La raison est fort simple : des glaces de mauvaise qualité enlèvent plusieurs options aux joueurs en présence. Dans de moins bonnes conditions de jeu, plusieurs pages des livres de stratégies doivent être éliminées. Ceci prive généralement les équipes les plus talentueuses d’une multitude de coups de finesse qui distinguent les meilleures formations de celles qui aspirent à la devenir. À ce niveau de jeux tous les joueurs sont capables de jouer des poids de sorties avec efficacité ou de faire des placements dans la maison. Mais lorsque la qualité de la glace est déficiente, les sorties en douceur, les contournements précis, les placements appuyés et toute la gamme de coups de finesse ne font guère partie des plans de matchs.

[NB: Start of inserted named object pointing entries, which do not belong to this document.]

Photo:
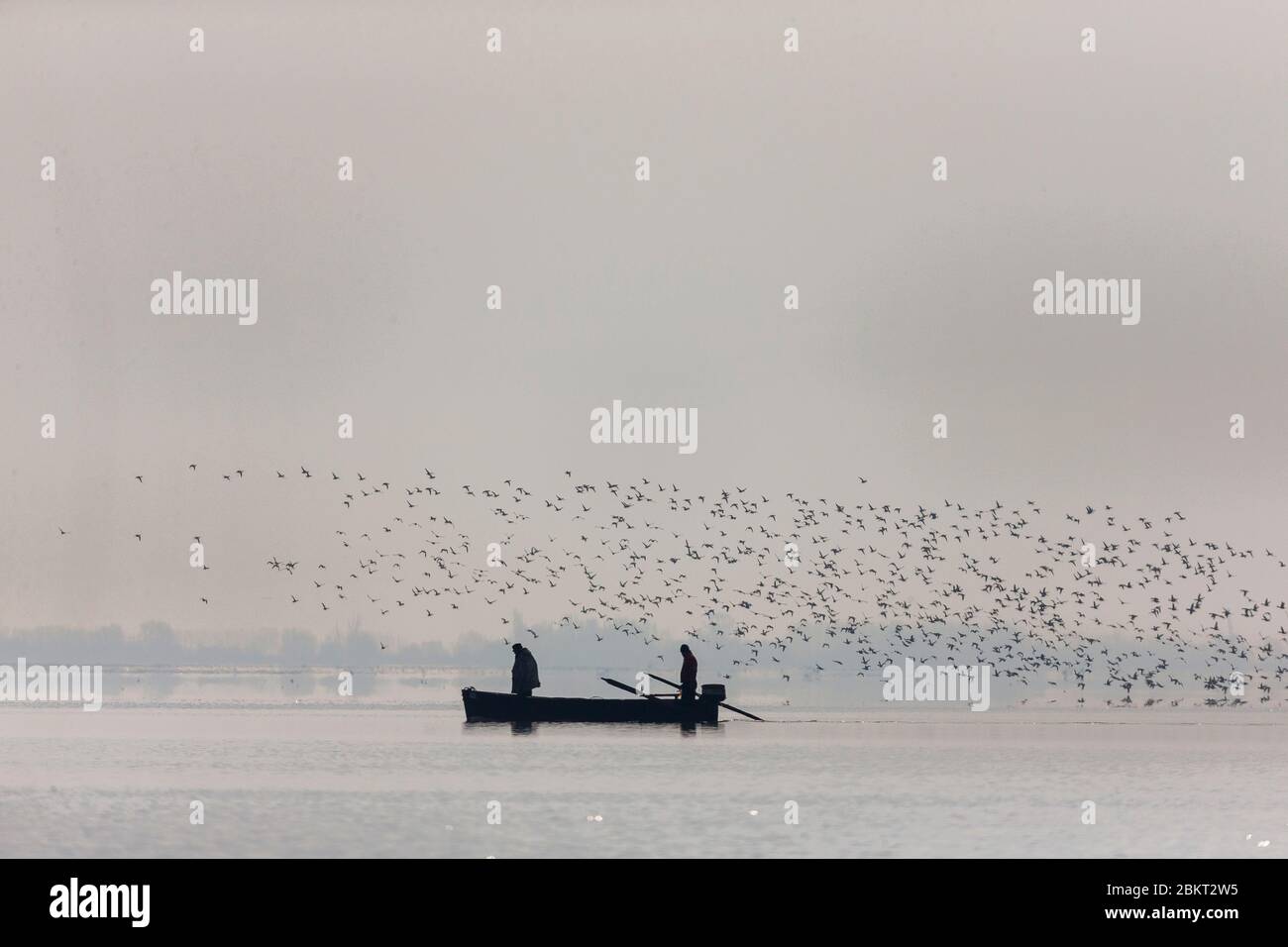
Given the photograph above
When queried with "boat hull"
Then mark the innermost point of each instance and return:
(505, 707)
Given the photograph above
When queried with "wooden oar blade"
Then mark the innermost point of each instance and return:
(619, 685)
(726, 706)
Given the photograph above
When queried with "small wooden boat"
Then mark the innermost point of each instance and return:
(507, 707)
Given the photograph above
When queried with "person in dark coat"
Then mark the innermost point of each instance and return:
(688, 676)
(523, 676)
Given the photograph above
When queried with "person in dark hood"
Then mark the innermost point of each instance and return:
(688, 674)
(523, 676)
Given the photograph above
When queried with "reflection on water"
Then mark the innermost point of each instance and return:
(394, 772)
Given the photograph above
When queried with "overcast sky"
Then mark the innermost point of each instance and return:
(518, 169)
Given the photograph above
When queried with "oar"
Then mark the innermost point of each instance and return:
(726, 706)
(627, 686)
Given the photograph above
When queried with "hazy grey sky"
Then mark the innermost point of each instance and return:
(516, 169)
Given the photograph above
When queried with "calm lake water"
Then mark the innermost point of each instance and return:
(284, 767)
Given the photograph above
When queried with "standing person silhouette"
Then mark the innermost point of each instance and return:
(523, 676)
(688, 676)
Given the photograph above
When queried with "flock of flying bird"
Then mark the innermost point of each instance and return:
(848, 586)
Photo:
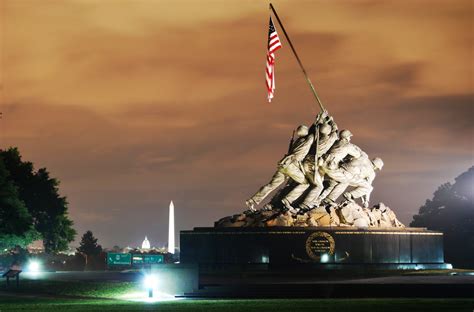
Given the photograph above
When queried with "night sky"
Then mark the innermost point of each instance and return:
(132, 104)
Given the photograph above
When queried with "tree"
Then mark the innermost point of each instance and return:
(40, 194)
(16, 224)
(451, 211)
(88, 245)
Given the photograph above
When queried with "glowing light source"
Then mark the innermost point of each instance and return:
(171, 229)
(324, 258)
(150, 281)
(34, 266)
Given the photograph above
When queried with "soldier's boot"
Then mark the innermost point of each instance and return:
(287, 206)
(348, 197)
(251, 204)
(268, 207)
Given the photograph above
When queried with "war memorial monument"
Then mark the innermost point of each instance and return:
(322, 216)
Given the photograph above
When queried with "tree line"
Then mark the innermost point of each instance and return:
(31, 207)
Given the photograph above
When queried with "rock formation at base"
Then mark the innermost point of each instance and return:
(347, 214)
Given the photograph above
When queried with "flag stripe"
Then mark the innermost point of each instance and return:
(273, 45)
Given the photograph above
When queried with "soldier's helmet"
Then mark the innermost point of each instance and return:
(345, 134)
(302, 131)
(325, 129)
(378, 163)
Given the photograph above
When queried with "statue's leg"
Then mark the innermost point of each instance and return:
(294, 194)
(363, 189)
(337, 191)
(277, 179)
(311, 198)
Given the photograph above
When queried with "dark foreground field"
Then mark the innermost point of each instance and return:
(274, 305)
(128, 295)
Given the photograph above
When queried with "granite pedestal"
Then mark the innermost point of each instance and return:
(318, 247)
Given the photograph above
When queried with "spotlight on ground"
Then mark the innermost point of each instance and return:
(150, 282)
(34, 266)
(324, 258)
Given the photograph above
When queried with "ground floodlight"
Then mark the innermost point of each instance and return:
(150, 282)
(34, 266)
(324, 258)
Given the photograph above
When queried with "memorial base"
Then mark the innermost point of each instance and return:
(313, 248)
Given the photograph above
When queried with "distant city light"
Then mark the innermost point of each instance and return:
(324, 258)
(150, 282)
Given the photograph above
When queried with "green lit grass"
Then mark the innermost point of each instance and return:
(385, 305)
(73, 288)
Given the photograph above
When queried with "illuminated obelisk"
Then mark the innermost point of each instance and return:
(171, 230)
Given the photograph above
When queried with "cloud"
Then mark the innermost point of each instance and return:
(133, 105)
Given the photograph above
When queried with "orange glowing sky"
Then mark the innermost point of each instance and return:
(132, 104)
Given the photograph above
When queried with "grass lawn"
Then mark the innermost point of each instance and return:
(274, 305)
(47, 295)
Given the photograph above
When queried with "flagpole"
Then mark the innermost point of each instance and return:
(298, 59)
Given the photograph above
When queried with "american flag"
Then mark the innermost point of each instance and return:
(273, 45)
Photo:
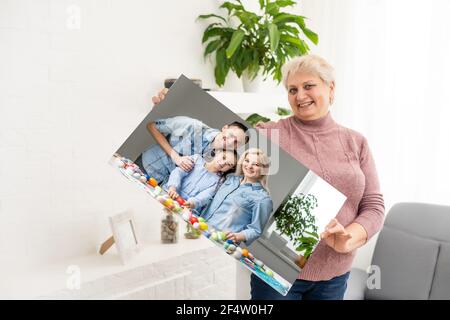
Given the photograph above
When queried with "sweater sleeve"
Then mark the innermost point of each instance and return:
(371, 207)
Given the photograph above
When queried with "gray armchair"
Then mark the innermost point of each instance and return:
(413, 254)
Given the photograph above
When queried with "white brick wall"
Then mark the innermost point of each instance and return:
(183, 277)
(68, 99)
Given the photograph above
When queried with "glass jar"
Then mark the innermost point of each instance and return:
(191, 232)
(169, 227)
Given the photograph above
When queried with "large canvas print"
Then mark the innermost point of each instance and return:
(229, 182)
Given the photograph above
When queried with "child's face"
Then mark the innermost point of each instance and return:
(224, 161)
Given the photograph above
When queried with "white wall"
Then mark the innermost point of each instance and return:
(68, 99)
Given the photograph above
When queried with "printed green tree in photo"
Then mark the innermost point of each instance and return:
(294, 218)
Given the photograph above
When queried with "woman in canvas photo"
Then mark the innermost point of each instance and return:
(339, 155)
(242, 205)
(180, 137)
(199, 185)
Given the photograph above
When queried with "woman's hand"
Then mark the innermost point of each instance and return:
(172, 192)
(337, 237)
(189, 204)
(236, 237)
(160, 96)
(185, 163)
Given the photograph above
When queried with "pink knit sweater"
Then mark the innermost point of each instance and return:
(341, 157)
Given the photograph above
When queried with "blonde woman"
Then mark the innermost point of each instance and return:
(340, 156)
(242, 204)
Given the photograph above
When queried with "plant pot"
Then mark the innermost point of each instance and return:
(250, 85)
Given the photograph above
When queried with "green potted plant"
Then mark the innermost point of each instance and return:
(259, 43)
(294, 218)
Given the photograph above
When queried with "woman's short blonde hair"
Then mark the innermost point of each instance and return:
(309, 63)
(263, 159)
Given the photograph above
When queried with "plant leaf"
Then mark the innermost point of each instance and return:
(299, 43)
(274, 36)
(287, 17)
(285, 3)
(310, 35)
(254, 118)
(222, 67)
(212, 46)
(272, 8)
(212, 31)
(206, 16)
(261, 4)
(236, 40)
(231, 6)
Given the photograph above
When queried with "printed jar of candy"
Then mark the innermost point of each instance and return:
(169, 228)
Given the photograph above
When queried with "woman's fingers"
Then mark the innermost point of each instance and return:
(332, 223)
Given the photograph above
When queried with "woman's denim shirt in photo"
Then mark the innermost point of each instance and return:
(240, 207)
(197, 185)
(187, 136)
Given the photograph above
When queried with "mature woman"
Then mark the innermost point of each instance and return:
(242, 205)
(340, 156)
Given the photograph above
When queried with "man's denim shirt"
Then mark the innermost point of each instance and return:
(187, 136)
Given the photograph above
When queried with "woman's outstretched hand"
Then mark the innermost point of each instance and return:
(159, 96)
(184, 162)
(337, 237)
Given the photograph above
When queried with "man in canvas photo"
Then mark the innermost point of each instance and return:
(180, 137)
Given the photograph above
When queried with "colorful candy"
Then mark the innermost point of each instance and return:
(193, 220)
(153, 182)
(237, 254)
(180, 200)
(206, 233)
(186, 215)
(157, 190)
(259, 263)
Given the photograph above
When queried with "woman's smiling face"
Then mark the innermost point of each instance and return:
(309, 96)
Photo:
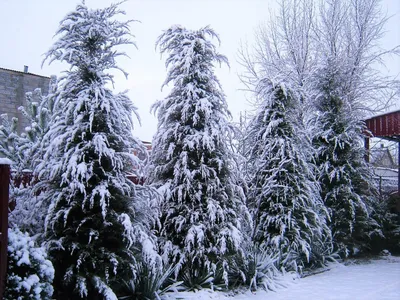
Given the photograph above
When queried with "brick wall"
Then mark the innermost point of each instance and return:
(13, 86)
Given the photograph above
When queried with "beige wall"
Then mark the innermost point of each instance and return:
(13, 86)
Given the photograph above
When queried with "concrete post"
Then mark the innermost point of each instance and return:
(4, 194)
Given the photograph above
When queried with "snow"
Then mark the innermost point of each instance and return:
(377, 279)
(5, 161)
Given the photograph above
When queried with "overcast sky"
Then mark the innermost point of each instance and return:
(27, 28)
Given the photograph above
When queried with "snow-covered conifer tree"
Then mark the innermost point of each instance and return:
(97, 221)
(289, 217)
(190, 161)
(346, 181)
(23, 148)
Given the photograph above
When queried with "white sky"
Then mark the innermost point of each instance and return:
(27, 28)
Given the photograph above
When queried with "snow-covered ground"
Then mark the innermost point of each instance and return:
(374, 280)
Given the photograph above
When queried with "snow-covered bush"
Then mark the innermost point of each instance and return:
(202, 212)
(288, 213)
(347, 186)
(30, 274)
(258, 271)
(150, 284)
(23, 149)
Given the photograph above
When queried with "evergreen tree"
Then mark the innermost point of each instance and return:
(23, 148)
(289, 216)
(345, 178)
(190, 161)
(97, 224)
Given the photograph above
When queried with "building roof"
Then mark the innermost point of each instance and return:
(386, 126)
(21, 72)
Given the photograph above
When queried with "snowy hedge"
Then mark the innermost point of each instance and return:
(30, 274)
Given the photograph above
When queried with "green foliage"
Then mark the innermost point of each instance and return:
(150, 284)
(346, 181)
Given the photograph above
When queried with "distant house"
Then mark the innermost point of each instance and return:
(381, 157)
(13, 87)
(385, 168)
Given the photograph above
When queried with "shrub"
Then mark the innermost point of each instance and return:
(30, 274)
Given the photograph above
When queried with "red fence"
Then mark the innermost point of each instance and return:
(4, 194)
(385, 126)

Cette semaine, en raison des conditions météorologiques difficiles à Bâle, les techniciens de glace ont eu beaucoup de difficulté à contrôler la condensation, ce qui a affecté grandement la qualité des coups tentés. Ces conditions ont privé les meilleures formations de certains avantages, pour ne pas dire d’avantages certains. Donc, premier facteur égalisateur important.

L'importance des nouvelles brosses

Un deuxième facteur égalisateur dont nous avons parlé abondamment au cours de la semaine, pour ne pas dire au cours des derniers mois, est l’utilisation des nouvelles brosses et les différentes techniques de brossage utilisées par l’ensemble des formations participant à ce Championnat mondial.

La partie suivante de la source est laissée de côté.